Subsequent targeted therapy after cytokine therapy:

  • Axitinib 5 mg PO BID or

  • Sorafenib 400 mg PO BID or

  • Sunitinib 50 mg PO once daily; 6-week cycle (4 weeks on followed by 2 weeks off treatment, then repeat) or

  • Pazopanib 800 mg PO once daily or

  • Temsirolimus 25 mg IV once weekly or

  • Bevacizumab 10 mg/kg IV q2 wk until disease progression or unacceptable toxicity or

  • Subsequent cytokine therapy with IL-2

Subsequent targeted therapy after antiangiogenic therapy:

  • Nivolumab 240 mg IV q2wk or 480 mg q4wk over 30 min until disease progression or unacceptable toxicity [30] or
  • Cabozantinib (Cabometyx) 60 mg PO once daily [31] or
  • Envatinib 18 mg plus  everolimus 5 mg PO once daily until disease progression or unacceptable toxicity [32]

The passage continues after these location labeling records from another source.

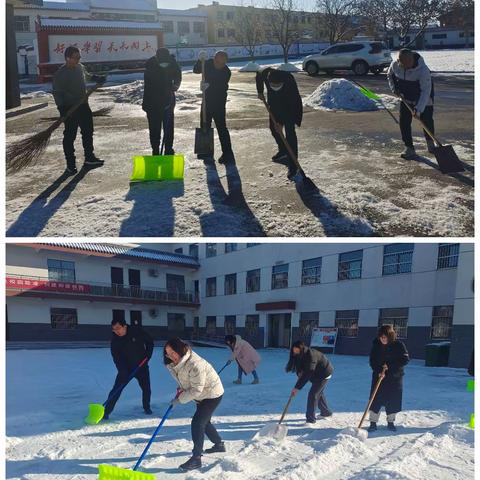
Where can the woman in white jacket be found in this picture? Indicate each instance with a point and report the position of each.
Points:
(198, 381)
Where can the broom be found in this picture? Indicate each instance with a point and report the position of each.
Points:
(26, 152)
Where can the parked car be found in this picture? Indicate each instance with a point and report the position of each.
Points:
(361, 57)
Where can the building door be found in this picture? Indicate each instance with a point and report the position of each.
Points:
(279, 330)
(136, 318)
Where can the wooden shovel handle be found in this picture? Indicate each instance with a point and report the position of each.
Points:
(381, 376)
(430, 134)
(282, 136)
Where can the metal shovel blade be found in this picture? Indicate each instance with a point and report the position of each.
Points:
(109, 472)
(273, 430)
(447, 159)
(95, 413)
(204, 141)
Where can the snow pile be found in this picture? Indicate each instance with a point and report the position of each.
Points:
(340, 94)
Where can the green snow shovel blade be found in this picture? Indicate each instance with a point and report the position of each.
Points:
(95, 413)
(109, 472)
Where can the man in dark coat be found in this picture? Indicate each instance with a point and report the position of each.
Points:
(313, 366)
(217, 76)
(392, 353)
(129, 346)
(162, 79)
(285, 102)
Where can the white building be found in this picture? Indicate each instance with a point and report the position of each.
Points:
(271, 294)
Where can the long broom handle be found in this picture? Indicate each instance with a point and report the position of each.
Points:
(121, 387)
(282, 136)
(377, 386)
(430, 134)
(167, 413)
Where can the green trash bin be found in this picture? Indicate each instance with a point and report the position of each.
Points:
(436, 354)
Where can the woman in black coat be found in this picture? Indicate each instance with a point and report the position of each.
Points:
(313, 366)
(388, 351)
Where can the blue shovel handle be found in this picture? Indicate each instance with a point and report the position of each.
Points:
(121, 387)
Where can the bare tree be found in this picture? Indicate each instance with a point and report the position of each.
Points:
(338, 18)
(248, 28)
(284, 24)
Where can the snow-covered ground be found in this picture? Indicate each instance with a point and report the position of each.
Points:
(48, 393)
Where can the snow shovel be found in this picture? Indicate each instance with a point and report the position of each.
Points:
(109, 472)
(97, 411)
(276, 430)
(300, 175)
(447, 159)
(204, 135)
(358, 432)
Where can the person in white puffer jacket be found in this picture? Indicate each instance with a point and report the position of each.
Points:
(410, 77)
(197, 380)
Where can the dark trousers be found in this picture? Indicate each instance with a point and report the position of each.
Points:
(155, 120)
(406, 123)
(83, 118)
(202, 426)
(317, 397)
(291, 136)
(217, 112)
(143, 378)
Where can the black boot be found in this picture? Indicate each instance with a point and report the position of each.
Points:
(192, 464)
(218, 447)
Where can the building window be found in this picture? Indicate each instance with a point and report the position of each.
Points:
(442, 318)
(63, 318)
(211, 287)
(230, 247)
(347, 323)
(397, 258)
(252, 324)
(211, 250)
(211, 326)
(311, 271)
(231, 284)
(397, 317)
(350, 265)
(253, 281)
(193, 250)
(22, 23)
(280, 276)
(198, 27)
(308, 321)
(167, 26)
(448, 255)
(230, 324)
(61, 271)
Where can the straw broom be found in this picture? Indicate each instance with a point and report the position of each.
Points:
(26, 152)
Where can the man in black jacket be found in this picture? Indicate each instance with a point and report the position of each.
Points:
(162, 79)
(217, 76)
(285, 102)
(313, 366)
(129, 346)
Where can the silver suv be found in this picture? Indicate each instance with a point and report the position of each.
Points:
(361, 57)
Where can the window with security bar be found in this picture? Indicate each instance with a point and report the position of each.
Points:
(311, 271)
(211, 287)
(63, 318)
(253, 281)
(280, 276)
(61, 270)
(448, 255)
(230, 324)
(442, 319)
(347, 323)
(231, 284)
(397, 317)
(397, 258)
(350, 265)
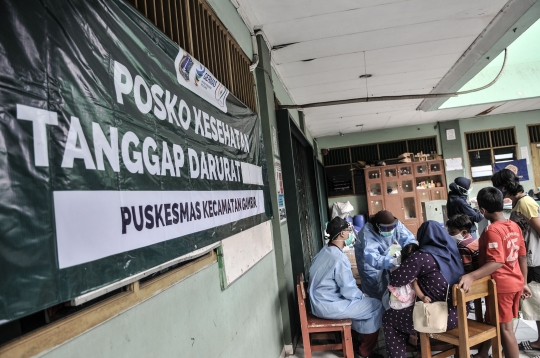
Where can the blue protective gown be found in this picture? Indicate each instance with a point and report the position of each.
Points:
(334, 295)
(373, 260)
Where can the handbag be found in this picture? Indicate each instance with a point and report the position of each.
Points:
(431, 317)
(531, 306)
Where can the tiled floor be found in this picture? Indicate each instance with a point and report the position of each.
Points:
(526, 330)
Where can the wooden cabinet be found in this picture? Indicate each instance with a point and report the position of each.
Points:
(402, 188)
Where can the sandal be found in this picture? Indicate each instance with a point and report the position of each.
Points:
(526, 346)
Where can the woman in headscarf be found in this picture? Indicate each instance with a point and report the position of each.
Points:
(457, 202)
(436, 266)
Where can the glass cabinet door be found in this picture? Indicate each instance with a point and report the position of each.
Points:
(407, 186)
(374, 174)
(390, 173)
(423, 195)
(405, 170)
(435, 168)
(421, 169)
(392, 188)
(376, 206)
(438, 194)
(409, 207)
(375, 189)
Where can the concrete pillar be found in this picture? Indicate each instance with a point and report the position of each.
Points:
(452, 148)
(286, 282)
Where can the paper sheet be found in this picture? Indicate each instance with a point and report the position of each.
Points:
(454, 164)
(525, 154)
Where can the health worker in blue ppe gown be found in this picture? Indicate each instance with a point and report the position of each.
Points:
(372, 251)
(333, 292)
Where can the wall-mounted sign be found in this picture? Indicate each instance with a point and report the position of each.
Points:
(116, 153)
(280, 191)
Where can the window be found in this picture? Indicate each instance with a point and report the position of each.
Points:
(487, 147)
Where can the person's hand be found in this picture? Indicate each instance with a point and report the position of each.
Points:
(527, 293)
(390, 262)
(465, 282)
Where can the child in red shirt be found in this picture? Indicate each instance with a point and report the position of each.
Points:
(502, 255)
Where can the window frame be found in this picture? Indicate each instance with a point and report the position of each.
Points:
(491, 148)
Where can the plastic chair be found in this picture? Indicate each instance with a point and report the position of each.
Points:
(311, 324)
(469, 332)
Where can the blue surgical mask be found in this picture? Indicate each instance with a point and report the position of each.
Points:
(349, 240)
(387, 233)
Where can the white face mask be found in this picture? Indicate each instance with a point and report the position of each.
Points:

Subsequent targeted therapy after ≥2 systemic therapies:

  • Tivozanib 1.34 mg PO qDay on Days 1-21 of repeated 28-day cycles; continue until disease progression or unacceptable toxicity [33]

Stage IV, relapsed, or recurrent disease for patients with predominantly non–clear cell histology

Clinical trial (preferred) or:

  • Temsirolimus 25 mg IV weekly; continue until disease progression [34, 35] or

  • Sorafenib 400 mg PO (two 200 mg tablets) twice daily either 1 h before or 2 h after meals or

  • Sunitinib 50 mg PO daily; 6-week cycle (4 weeks on followed by 2 weeks off treatment, then repeat) or

  • Pazopanib 800 mg PO once daily either 1 h before or 2 h after meals or

  • Axitinib 5 mg PO q12 h or

  • Everolimus 10 mg PO once daily or

  • Bevacizumab 10 mg/kg IV q2wk or

  • Erlotinib 150 mg once daily (off-label use; not approved by the US Food and Drug Administration [FDA] for renal cell carcinoma) or

  • Gemcitabine and doxorubicin for disease with sarcomatoid-only features: doxorubicin 50 mg/m2 IV push on day 1 plus gemcitabine 1500 or 2000 mg/m2 IV on day 1 every 2-3 wk with granulocyte colony-stimulating factor (G-CSF) support [36] or

  • Supportive care

Supportive care for metastatic disease

Supportive care is essential for patients diagnosed with metastatic renal cell carcinoma and may include any of the following:

  • Palliative radiation therapy
  • Metastasectomy [16]
  • Bisphosphonates for bony metastasis [37]

Special considerations

Tyrosine kinase inhibitors have the potential to cause hand-foot syndrome, which usually consists of blisters, hyperkeratosis in areas of friction, acral erythema with or without paresthesias, and pain in the palms and soles. For mild (grade I) changes, topical corticosteroids and moisturizers are helpful; dose reduction may be needed for grade II changes, and temporary discontinuance of the drug may be needed for grade III. This condition is more common with sorafenib (30-60%).

Other common adverse events seen with sorafenib are rash, upper and lower gastrointestinal distress (eg, diarrhea), fatigue, and hypertension. These typically range from grade I to III in severity. [38]

Mammalian target of rapamycin (mTOR) inhibitors have common toxicities, including skin rash, asthenia, loss of appetite, and nausea; anemia is common.